A PTAS for $\ell_0$-Low Rank Approximation: Solving Dense CSPs over Reals

We consider the Low Rank Approximation problem, where the input consists of a matrix $A \in \mathbb{R}^{n_R \times n_C}$ and an integer $k$, and the goal is to find a matrix $B$ of rank at most $k$ that minimizes $\| A - B \|_0$, which is the number of entries where $A$ and $B$ differ. For any constant $k$ and $\varepsilon > 0$, we present a polynomial time $(1 + \varepsilon)$-approximation time for this problem, which significantly improves the previous best $poly(k)$-approximation. Our algorithm is obtained by viewing the problem as a Constraint Satisfaction Problem (CSP) where each row and column becomes a variable that can have a value from $\mathbb{R}^k$. In this view, we have a constraint between each row and column, which results in a {\em dense} CSP, a well-studied topic in approximation algorithms. While most of previous algorithms focus on finite-size (or constant-size) domains and involve an exhaustive enumeration over the entire domain, we present a new framework that bypasses such an enumeration in $\mathbb{R}^k$. We also use tools from the rich literature of Low Rank Approximation in different objectives (e.g., $\ell_p$ with $p \in (0, \infty)$) or domains (e.g., finite fields/generalized Boolean). We believe that our techniques might be useful to study other real-valued CSPs and matrix optimization problems. On the hardness side, when $k$ is part of the input, we prove that Low Rank Approximation is NP-hard to approximate within a factor of $\Omega(\log n)$. This is the first superconstant NP-hardness of approximation for any $p \in [0, \infty]$ that does not rely on stronger conjectures (e.g., the Small Set Expansion Hypothesis).

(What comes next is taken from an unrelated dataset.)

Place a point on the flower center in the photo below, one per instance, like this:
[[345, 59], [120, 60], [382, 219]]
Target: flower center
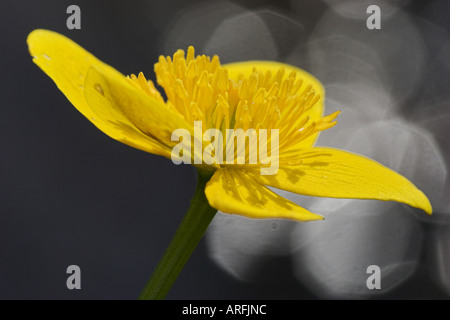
[[200, 89]]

翻译：我们考虑低秩近似问题，其输入为矩阵 $A \in \mathbb{R}^{n_R \times n_C}$ 及整数 $k$，目标在于寻找秩不超过 $k$ 的矩阵 $B$ 以最小化 $\| A - B \|_0$（即 $A$ 与 $B$ 中不同元素的数量）。针对任意常数 $k$ 和 $\varepsilon > 0$，我们给出该问题的多项式时间 $(1+\varepsilon)$-近似算法，显著改进了此前最优的 $poly(k)$-近似结果。我们的算法通过将问题建模为约束满足问题（CSP）实现：每个行和列对应一个变量，其取值空间为 $\mathbb{R}^k$。在此视角下，每对行列间存在一个约束，从而构成一个“稠密”CSP——这是近似算法领域中的经典研究对象。尽管此前大多数算法聚焦于有限（或常数）规模的赋值域需对全域穷举，我们提出一种新框架，避免了对 $\mathbb{R}^k$ 的此类穷举。此外，我们借鉴了不同目标函数（如 $p \in (0,\infty)$ 的 $\ell_p$ 范式）或不同域（如有限域/广义布尔域）下的低秩近似文献中的工具。我们相信，这项技术可能对研究其他实数值CSP及矩阵优化问题具有推广价值。在复杂性下界方面，当 $k$ 作为输入参数时，我们证明低秩近似的NP困难性：无法在因子 $\Omega(\log n)$ 内近似。这是首个不依赖更强猜想（如小集扩张假设）的、针对任意 $p \in [0,\infty]$ 的超常数NP困难性近似界。